양자점 전자방출특성

Abstract

Quantum dots (QDs) are small devices that contain a tiny droplet of free electrons. Typical dimensions are between nanometers to a few microns. Quantum dots show promise for use in a wide range of applications from the quantum computers of the future, to medical applications, high resolution television screens and household lighting. We studied electron emission properties of quantum dot such as Cadmium selenide (CdSe), Yttrium oxide (Y2O3), Iron (III) oxide (α-Fe2O3). Cadmium selenide (CdSe) is an important Ⅱ-Ⅵ group semiconductor. It is an n-type semiconductor and being developed for use in laser diodes, nanosensors and ii high-efficiency solar cells. CdSe nanoparticles are synthesized and combined with single-walled carbon nanotubes (SWNT). The current measurement of CdSe hybrid is analyzed by conducting-probe atomic force microscopy under laser irradiation (532nm, 655nm). The current is measured by applying a bias voltage of 0.2 V. The current is changed under illumination since SWNTs are hole-transport materials and CdSe particles are n-type semiconductor. We compare the charge transfer between CdSe (or CdSe-pyrene) and SWNT with and without light illumination. The field emission properties of Y2O3-coated single-walled carbon nanotubes (SWNTs) were studied in a vacuum system. Y2O3 films have been deposited on SWNTs by magnetic sputtering. Field emission (FE) was increased more after Y2O3 coating.
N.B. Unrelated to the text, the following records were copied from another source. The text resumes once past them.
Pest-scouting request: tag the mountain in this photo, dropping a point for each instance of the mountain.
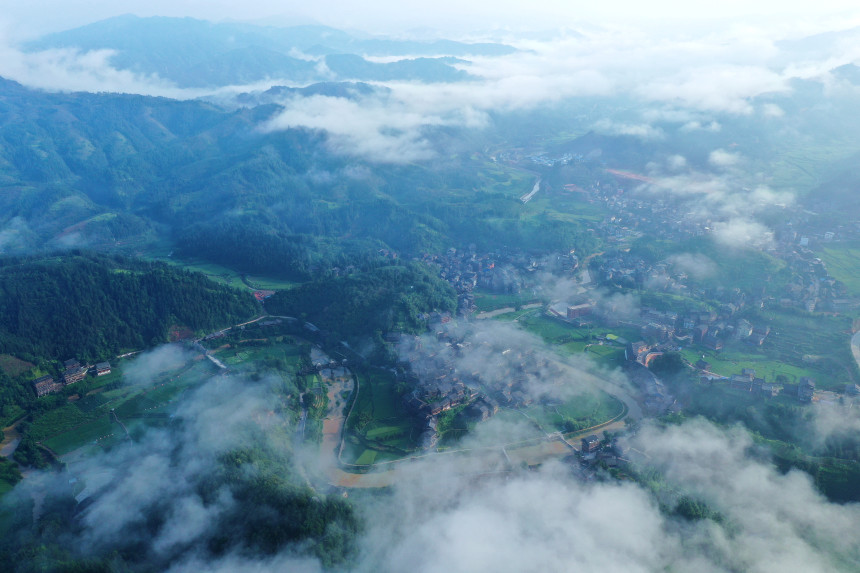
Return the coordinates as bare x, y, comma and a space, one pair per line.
92, 307
112, 171
196, 53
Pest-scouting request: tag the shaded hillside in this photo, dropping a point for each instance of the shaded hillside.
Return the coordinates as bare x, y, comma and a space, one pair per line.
92, 307
392, 298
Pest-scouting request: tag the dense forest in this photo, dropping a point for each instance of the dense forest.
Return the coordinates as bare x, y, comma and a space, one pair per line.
93, 307
389, 298
121, 172
268, 512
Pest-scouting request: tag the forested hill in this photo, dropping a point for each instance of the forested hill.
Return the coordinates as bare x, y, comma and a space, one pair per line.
93, 307
392, 298
110, 171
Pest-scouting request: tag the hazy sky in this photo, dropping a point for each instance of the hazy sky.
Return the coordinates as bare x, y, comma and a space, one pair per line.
38, 16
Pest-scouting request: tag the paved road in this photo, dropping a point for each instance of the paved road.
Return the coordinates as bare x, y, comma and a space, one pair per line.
855, 347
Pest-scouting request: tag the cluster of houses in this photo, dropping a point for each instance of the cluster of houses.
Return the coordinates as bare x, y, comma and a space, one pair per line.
503, 271
73, 372
444, 373
748, 381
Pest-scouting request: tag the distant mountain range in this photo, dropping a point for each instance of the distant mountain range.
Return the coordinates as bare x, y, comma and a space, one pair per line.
195, 53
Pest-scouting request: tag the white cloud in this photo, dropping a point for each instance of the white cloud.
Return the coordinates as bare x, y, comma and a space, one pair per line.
743, 233
723, 158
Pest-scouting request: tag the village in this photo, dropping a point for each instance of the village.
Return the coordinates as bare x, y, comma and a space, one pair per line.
72, 372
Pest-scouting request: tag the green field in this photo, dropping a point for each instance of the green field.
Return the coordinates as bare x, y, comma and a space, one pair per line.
584, 411
264, 283
791, 351
378, 430
843, 264
486, 301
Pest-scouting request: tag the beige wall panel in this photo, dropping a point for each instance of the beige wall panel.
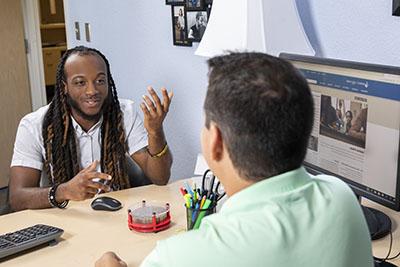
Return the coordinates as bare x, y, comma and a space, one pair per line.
15, 99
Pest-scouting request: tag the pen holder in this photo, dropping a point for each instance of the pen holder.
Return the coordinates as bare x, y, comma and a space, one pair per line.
194, 216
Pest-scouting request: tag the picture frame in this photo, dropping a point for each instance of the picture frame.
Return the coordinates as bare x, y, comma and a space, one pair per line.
194, 5
208, 8
196, 24
179, 26
175, 2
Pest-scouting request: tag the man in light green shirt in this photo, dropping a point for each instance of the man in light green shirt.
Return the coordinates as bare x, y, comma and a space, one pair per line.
259, 114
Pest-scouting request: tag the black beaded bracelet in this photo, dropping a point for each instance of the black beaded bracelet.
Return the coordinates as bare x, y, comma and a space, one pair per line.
52, 198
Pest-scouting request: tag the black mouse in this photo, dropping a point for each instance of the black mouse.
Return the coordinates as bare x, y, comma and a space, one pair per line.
106, 203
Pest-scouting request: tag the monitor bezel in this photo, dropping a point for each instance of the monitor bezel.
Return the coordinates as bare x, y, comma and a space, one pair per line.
356, 187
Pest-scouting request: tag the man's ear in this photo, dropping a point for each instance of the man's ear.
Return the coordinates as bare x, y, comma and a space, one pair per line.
216, 143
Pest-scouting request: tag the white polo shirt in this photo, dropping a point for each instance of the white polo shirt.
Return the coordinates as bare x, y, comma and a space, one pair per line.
30, 152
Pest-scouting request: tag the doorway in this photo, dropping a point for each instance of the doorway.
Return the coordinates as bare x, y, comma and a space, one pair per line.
45, 39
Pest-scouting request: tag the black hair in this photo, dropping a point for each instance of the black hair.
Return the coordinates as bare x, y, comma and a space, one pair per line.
264, 109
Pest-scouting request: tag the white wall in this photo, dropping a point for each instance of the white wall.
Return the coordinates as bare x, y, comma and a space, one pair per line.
136, 36
358, 30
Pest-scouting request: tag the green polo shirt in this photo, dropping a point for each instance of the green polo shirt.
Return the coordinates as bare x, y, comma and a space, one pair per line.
292, 219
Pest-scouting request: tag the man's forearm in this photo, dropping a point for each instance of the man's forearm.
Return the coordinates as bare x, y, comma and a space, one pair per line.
158, 168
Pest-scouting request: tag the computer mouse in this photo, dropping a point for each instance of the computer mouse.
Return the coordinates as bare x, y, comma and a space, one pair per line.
106, 203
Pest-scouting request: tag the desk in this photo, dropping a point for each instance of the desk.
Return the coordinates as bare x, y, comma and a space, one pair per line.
380, 247
88, 233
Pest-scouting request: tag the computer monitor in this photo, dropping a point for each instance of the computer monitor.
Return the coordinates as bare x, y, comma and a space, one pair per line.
356, 132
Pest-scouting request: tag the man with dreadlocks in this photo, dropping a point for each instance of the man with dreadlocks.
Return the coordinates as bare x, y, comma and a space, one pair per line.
63, 149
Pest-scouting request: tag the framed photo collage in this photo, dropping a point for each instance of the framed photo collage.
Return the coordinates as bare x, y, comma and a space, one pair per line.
189, 20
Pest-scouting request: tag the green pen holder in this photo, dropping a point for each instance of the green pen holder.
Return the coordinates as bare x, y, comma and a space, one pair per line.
195, 216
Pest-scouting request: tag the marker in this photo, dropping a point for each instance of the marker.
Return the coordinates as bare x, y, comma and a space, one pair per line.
202, 214
188, 189
187, 200
202, 202
196, 210
183, 192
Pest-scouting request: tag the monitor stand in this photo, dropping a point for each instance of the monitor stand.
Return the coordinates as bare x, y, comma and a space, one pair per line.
379, 223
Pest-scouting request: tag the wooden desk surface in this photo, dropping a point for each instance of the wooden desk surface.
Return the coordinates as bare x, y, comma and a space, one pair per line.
88, 233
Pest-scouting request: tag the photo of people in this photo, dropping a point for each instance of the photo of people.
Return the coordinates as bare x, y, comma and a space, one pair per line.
313, 143
179, 26
344, 120
197, 23
194, 4
171, 2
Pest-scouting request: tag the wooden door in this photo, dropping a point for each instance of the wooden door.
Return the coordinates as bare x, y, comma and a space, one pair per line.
15, 99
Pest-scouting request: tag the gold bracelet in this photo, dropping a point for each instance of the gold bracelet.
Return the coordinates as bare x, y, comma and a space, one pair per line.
159, 154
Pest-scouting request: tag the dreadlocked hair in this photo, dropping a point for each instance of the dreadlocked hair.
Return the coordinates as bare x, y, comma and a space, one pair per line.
61, 163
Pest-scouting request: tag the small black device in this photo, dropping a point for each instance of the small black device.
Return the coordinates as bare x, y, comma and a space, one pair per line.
14, 242
106, 203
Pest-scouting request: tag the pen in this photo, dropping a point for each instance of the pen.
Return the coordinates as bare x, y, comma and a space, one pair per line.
183, 192
196, 210
187, 200
202, 202
188, 189
202, 214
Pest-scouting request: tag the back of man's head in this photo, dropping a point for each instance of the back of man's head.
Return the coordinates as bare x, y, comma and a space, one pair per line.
264, 109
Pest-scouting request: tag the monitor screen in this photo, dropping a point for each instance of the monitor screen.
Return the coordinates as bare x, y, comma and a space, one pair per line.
356, 132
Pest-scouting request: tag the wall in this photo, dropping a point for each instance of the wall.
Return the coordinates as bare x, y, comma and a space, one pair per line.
358, 30
136, 37
15, 96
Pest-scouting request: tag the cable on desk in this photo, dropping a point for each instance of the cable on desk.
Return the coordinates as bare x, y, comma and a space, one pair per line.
390, 250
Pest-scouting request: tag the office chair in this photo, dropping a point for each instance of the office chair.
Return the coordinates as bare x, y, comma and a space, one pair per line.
135, 173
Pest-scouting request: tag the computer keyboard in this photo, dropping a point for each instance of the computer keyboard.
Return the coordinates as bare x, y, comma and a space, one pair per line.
27, 238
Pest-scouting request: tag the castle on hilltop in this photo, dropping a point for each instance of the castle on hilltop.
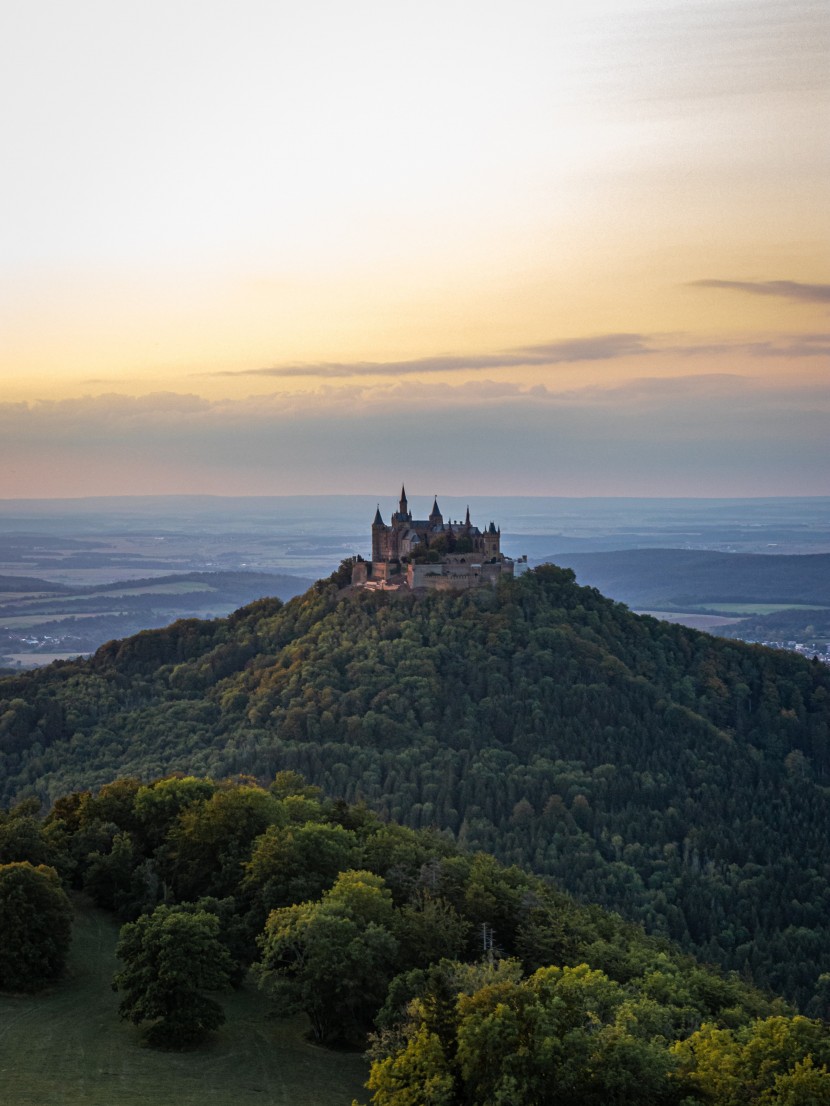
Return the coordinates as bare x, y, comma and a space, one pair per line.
431, 553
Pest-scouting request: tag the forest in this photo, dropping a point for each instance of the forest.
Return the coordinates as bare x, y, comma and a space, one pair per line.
674, 776
473, 983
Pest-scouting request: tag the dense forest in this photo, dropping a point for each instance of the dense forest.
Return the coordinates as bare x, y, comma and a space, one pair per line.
677, 778
477, 983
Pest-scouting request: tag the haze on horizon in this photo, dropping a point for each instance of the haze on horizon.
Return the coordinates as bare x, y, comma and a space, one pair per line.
273, 248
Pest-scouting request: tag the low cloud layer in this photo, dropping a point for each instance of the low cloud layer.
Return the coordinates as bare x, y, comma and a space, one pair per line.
601, 347
784, 289
717, 434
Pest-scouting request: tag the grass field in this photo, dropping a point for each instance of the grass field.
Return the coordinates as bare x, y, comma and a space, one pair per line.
68, 1047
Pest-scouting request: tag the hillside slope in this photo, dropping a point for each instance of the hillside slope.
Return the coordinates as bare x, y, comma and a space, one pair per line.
678, 778
678, 577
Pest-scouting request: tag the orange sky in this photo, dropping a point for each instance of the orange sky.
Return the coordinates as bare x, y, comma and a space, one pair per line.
242, 241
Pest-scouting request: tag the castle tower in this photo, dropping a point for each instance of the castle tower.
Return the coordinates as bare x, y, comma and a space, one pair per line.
380, 542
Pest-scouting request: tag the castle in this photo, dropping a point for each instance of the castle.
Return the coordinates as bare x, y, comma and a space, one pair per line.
431, 553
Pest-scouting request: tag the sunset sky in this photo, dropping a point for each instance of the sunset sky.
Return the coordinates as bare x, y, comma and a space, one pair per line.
270, 247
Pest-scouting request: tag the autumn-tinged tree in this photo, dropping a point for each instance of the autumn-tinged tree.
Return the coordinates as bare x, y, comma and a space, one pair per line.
35, 920
333, 959
170, 957
773, 1062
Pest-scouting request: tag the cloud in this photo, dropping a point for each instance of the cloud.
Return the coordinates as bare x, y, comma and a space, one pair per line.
599, 347
784, 289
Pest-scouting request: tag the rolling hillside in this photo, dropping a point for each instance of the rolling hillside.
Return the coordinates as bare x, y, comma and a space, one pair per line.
678, 778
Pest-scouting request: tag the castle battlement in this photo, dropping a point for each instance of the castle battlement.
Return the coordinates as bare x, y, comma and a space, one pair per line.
431, 553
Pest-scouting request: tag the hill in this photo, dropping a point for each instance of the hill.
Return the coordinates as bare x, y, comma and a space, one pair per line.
40, 619
671, 578
69, 1046
678, 778
348, 922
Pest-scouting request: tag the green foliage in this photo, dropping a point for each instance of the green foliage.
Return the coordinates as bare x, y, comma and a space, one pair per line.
677, 778
35, 921
170, 957
332, 959
773, 1062
574, 1036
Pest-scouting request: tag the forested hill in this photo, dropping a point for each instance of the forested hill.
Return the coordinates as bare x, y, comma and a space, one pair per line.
678, 778
672, 578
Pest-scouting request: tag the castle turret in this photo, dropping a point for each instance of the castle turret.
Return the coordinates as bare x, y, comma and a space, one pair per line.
380, 541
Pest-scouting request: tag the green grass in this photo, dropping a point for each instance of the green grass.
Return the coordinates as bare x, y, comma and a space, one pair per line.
68, 1047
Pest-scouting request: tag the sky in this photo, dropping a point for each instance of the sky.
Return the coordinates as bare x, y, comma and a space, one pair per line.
533, 247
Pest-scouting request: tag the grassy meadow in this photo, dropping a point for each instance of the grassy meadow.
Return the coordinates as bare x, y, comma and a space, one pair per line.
69, 1047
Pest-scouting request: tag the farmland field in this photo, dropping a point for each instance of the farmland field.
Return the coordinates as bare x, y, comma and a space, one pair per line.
69, 1046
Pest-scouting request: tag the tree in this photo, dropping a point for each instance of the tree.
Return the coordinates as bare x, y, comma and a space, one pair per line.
332, 959
774, 1061
35, 920
169, 958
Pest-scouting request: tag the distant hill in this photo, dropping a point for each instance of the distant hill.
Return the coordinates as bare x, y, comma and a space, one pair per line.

The field enhancement factor β was calculated from the Fowler-Nordheim equation. We studied about formation and FE property of α-Fe2O3. α-Fe2O3 nanoparticles were formed by the chemical synthesis at room temperature. The field emission properties were studied in a vacuum system. The following X-ray diffraction (XRD), Transmission electron microscopy (TEM) and scanning electron microscopy (SEM) are used to characterize nanoparticles structural features.